The Hurrians (Genesis 34)

The Hurrians entered northern Mesopotamia, apparently from the Caucasus region, during the third millennium B.C. and scattered across the ancient Near East. They were well established in the area by the eighteenth century B.C. and created the kingdom of Mitanni in the northern territory between the Tigris and Euphrates Rivers by the mid-sixteenth century B.C. This kingdom became a major international player during the mid-second millennium B.C., but its location between the areas inhabited by he Egyptians, Hittites and Assyrians rendered it vulnerable to attack. By about 1250 B.C. Mitanni had ceased to exist as a kingdom.

Little is known about the Hurrian language because most of the documents these people left behind are in Akkadian rather than in their own language. It is certain, however, that the Hurrians were not Semitic.

In Nuzi, a Hurrian city east of the Tigris River, archaeologists have discovered an archive of cuneiform texts that reveal much about ancient Mesopotamian culture.

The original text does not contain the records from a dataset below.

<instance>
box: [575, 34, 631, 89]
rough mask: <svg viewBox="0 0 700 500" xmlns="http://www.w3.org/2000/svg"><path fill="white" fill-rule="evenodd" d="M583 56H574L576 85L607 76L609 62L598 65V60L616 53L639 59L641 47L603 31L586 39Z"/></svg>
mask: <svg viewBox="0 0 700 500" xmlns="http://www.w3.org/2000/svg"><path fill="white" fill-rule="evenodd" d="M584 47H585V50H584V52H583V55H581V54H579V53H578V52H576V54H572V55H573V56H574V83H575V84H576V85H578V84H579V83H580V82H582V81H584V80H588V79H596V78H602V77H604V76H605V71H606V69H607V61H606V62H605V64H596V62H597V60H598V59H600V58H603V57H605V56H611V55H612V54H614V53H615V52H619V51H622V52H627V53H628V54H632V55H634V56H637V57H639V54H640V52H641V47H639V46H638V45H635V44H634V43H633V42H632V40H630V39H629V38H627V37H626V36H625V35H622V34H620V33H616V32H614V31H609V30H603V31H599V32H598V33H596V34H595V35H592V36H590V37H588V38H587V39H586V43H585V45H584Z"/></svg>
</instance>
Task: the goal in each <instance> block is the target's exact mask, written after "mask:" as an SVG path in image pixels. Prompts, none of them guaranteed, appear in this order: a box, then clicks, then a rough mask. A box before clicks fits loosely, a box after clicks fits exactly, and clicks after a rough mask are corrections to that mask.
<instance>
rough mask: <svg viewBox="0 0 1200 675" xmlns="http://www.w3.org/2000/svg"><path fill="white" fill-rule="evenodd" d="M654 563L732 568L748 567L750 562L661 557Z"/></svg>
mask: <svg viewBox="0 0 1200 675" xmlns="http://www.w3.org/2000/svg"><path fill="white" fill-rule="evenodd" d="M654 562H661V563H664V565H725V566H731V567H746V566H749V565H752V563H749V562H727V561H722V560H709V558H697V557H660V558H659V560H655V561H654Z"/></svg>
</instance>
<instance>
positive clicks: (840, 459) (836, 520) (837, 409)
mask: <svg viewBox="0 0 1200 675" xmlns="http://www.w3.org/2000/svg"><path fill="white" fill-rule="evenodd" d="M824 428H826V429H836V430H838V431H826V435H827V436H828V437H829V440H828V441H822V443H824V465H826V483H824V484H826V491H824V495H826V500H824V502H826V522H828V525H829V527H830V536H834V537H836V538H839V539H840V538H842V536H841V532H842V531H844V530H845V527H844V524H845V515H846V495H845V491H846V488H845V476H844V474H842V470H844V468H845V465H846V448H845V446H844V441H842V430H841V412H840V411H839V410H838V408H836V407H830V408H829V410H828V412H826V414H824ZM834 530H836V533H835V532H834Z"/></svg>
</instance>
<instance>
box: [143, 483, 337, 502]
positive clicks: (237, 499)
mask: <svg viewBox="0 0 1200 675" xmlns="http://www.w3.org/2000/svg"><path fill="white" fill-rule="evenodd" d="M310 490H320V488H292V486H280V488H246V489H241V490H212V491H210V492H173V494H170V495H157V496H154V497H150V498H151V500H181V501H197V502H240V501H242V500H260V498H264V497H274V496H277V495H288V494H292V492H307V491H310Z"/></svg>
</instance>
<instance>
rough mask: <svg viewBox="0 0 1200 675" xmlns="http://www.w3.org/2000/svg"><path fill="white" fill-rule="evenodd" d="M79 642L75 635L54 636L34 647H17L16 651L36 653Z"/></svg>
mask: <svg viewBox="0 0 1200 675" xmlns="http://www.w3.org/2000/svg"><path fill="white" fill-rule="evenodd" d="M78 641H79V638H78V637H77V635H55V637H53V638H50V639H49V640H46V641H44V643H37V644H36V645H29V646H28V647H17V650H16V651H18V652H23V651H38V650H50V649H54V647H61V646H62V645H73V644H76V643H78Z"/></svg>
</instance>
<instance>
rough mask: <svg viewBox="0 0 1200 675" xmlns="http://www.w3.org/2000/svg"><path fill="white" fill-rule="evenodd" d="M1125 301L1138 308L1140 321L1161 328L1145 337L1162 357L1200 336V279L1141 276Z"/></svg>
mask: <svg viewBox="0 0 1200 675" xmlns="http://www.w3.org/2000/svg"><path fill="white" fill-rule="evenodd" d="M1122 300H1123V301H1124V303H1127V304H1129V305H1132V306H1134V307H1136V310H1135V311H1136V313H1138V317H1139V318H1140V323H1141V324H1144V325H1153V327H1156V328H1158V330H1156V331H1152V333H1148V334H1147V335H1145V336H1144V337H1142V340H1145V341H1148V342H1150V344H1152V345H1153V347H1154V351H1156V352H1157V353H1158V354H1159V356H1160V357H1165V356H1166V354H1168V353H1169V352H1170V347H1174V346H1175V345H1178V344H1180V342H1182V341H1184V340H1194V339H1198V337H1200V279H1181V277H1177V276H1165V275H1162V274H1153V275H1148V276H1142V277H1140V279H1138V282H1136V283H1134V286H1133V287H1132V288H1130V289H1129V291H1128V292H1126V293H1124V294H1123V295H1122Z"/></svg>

The Hurrians worshipped such deities as a storm god, a sun god and a moon god in Mesopotamian temlpe/pantheon (temple dedicated to multiple gods). Excelling in metallurgy and glassmaking, they also were known for an intricately decorated pottery now called “Nuzi ware”. Some scholars have suggested that the Biblical Horites (Genesis 36:20-21, 14:6) were Hurrians, but this is most likely incorrect. The Horites were a late third millennium tribal group indigenous to the region of Seir, south of the Dead Sea, whereas the Hurrians were a people who entered northern Mesopotamia from the north during the second millennium.